Seventy-eight (78%) of teen smokers smoke to relax or reduce
stress. That too is wrong. Smoking increases the risk of adolescent
depression (2).
Teens can also lack the ability to evaluate how powerful an
addiction smoking is. Most teen smokers think that their willpower
is stronger than the pull of cigarettes. Wrong again. The JAMA
article noted above reports on high school seniors who were daily
smokers. Forty-five percent believed that they would not be smoking
within five years. In follow-up studies five to six years later,
73% (that's three out of four!) remained daily smokers.

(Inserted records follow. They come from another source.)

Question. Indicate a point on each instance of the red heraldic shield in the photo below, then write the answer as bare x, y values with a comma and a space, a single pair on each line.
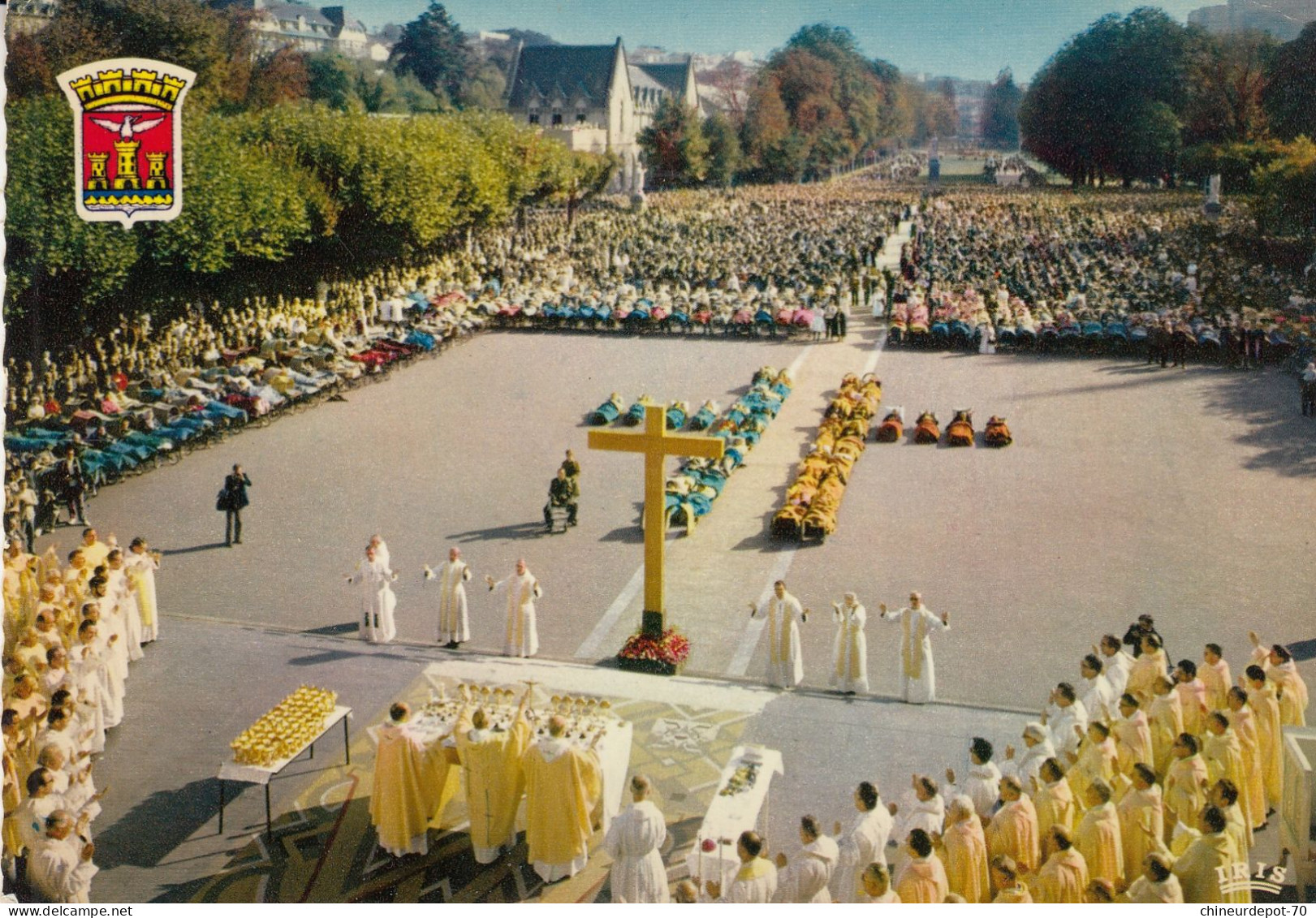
128, 162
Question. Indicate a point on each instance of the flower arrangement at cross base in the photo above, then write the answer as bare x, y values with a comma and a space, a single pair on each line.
662, 654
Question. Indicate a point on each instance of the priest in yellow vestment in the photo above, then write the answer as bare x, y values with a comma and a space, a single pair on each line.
491, 761
1098, 837
563, 784
412, 784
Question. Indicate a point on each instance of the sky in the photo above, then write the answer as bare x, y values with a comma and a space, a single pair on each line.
969, 38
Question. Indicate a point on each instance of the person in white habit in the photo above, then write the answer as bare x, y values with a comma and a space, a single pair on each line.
917, 676
864, 843
377, 597
1038, 748
523, 589
59, 867
381, 547
783, 613
455, 625
923, 808
850, 649
982, 780
635, 841
805, 879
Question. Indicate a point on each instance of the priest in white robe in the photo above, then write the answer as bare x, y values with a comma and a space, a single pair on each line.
783, 613
864, 843
754, 881
981, 782
850, 649
921, 808
805, 879
635, 842
403, 796
523, 589
141, 566
563, 784
917, 678
455, 627
377, 597
59, 867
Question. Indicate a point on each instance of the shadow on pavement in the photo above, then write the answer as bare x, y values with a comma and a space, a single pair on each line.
156, 826
333, 630
519, 530
192, 549
1303, 650
1269, 424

More mature teens don't smoke
But there's good news. The older teens are, the better their
judgment. The Washington Post (January 11, 1999, p. 34) reported
that although only 54% of eighth graders see "great risk" of harm
in smoking a pack of cigarettes a day, 71% of high school seniors
say smoking carries "great risk."
You've probably noticed that some of your friends make poor
judgments - about smoking and other things. Actually poor judgment
isn't all bad. We learn from the consequences of poor judgment.
It's a way toward maturity. But it's a painful way. And that pain
is made worse when we make mistakes that we can't undo or at least
undo easily.
Say no
So even if smoking doesn't seem like such a bad thing, would you
trust the advice of people who are a little older and a little
wiser? Would you trust the advice of people who made that mistake?
If you smoke, quit. If you don't smoke, don't start.
Pastor Aderman serves the Savior as pastor at Fairview Lutheran
Church in Milwaukee, Wisconsin. He is also the editor of
LivingBold.
(1) http://preventionsource.bc.ca/psbc/fact/15.html
(2) The University of Cincinnati College of Medicine has found that
smoking may actually be the cause of teen depression
(http://depression.about.com/library/weekly/...). In a
test group of almost 15,000 high school students these researchers
found high rates of depression among those who had not been
depressed until after they began to smoke. So much for finding
escape from problems in a haze of cigarette smoke.